I think most book bloggers will identify with this situation: THE book we read and never got around to reviewing. Of course, there are dozens that would fit that category, but I imagine we all have one in particular which we wish we’d reviewed at the time – either because it was so good, or because we’ve wanted to link back to it on many occasions. But the memory of reading it has simply faded. That book, for me, is Oxford by Jan Morris, given to me by my father when I came up to Oxford – and read about five years later, which isn’t bad going for my reading schedule. It’s absolutely fantastic, that much I remember – but not much else.
In order for it to avoid a similar fate, I shall now write about Oxford (1903) by Edward Thomas. Imaginative titles, these fans of Oxford come up with, no? This was a gift from my friend Daphne, although I can’t remember quite when. Being published in 1903, perhaps I should have saved it for a tricky year when I do A Century of Books again in 2014 (this is still the plan!) but instead it’s come under Reading Presently (I’ll give you a proper update in due course.)
All I knew about Edward Thomas before reading this came from Helen Thomas’s excellent biographies/autobiographies, and having read one or two of his poems (i.e. ‘Adelstrop’, twice). Well, Oxford didn’t teach me a lot about him either, as – understandably – he doesn’t write very much about himself. But his sensibilities are in every line. Supposedly he writes about Oxford past and present, through the lenses of the students, the dons, and the servants – but really he is writing prose-poetry. There are anecdotes and portraits, true, but he is clearly a poet rather than an historian or chronicler, still less the creator of a guide book (although he would later write some).
Would any of those professions give space for this description of a college garden?Old and stories as it is, the garden has a whole volume of subtleties by which it avails itself of the tricks of the elements.
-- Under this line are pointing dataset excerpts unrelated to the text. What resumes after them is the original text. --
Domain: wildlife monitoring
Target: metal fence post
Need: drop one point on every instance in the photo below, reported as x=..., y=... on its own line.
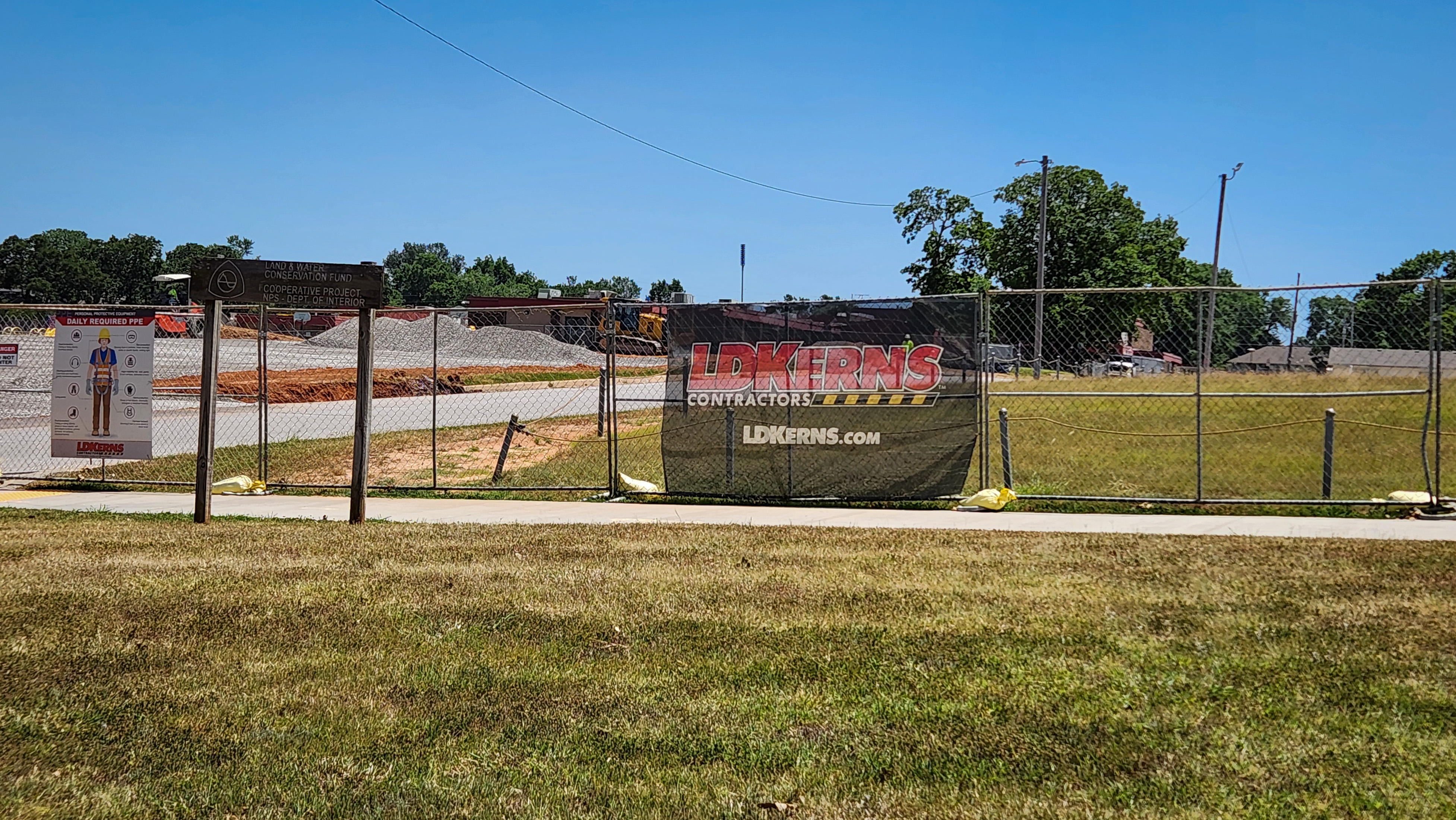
x=614, y=484
x=1007, y=481
x=1439, y=343
x=263, y=334
x=506, y=449
x=363, y=409
x=267, y=409
x=985, y=373
x=731, y=441
x=434, y=403
x=602, y=401
x=207, y=411
x=1197, y=391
Nothing could be more romantic than its grouping and contrasted lights when a great, tawny September moon leans – as if pensively at watch – upon the garden wall. No garden is so fortunate in retaining its splendour when summer brusquely departs, or so rich in the idiom or green leaves when the dewy charities of the south wind are at last accepted.
It’s lovely, and accordingly I love it (as mentioned before, I am much more at home with poetic prose than poetry) – but you will understand why I shan’t try to give a factual précis of the material Thomas covers, because the writing is everything here. I read Oxford very slowly, over the course of a few months, and I think that’s the best way to read it. It certainly shouldn’t be taken out on the High Street if you want to find the bus station, not least because the book is over a hundred years old.
I have lived in Oxford for nine years, but there was very little in here that I recognised as being here today – perhaps the fields in Grandpont, and the view over Port Meadow (for now…), but not the rest. The people have changed, the environment is no longer the way Thomas saw it. Things change more slowly in Oxford than elsewhere, perhaps, but the ignorant rich no longer have access to Oxford (whatever the tabloid press might suggest.) Legions of servants who know each undergraduate by time are similarly products of a bygone era.
Having said that, his portraits of personality types in ‘undergraduates of the present and past’ did hit home. Once the trappings of the 1900s were tidied away, there still exist, in outline, the figures he depicts. The mediocre student who does a bit of sport, a bit of studying, a bit of everything… the arrogant ‘intellectual’ who becomes disillusioned by the ignorance of his tutor… the man who speaks at the Oxford Union, ‘There and at afternoon teas with ladies he is known for the lucidity of his commonplaces and the length of his quotations’. I wonder which of Thomas’s portraits was I… This section of the book was probably my favourite. Not as poetic as the rest, but the only section where his aim was humour – and very amusing it was.
So, for a guide to Oxford, Oxford is hopeless. Even as an historic record, it is hugely flawed. But as a beautiful book, occasionally funny and always luxuriously written, it is a huge success, and I heartily recommend it. For a more cogent and calm history, with writing beautiful in a very different way, make sure you also pick up Jan Morris’s Oxford.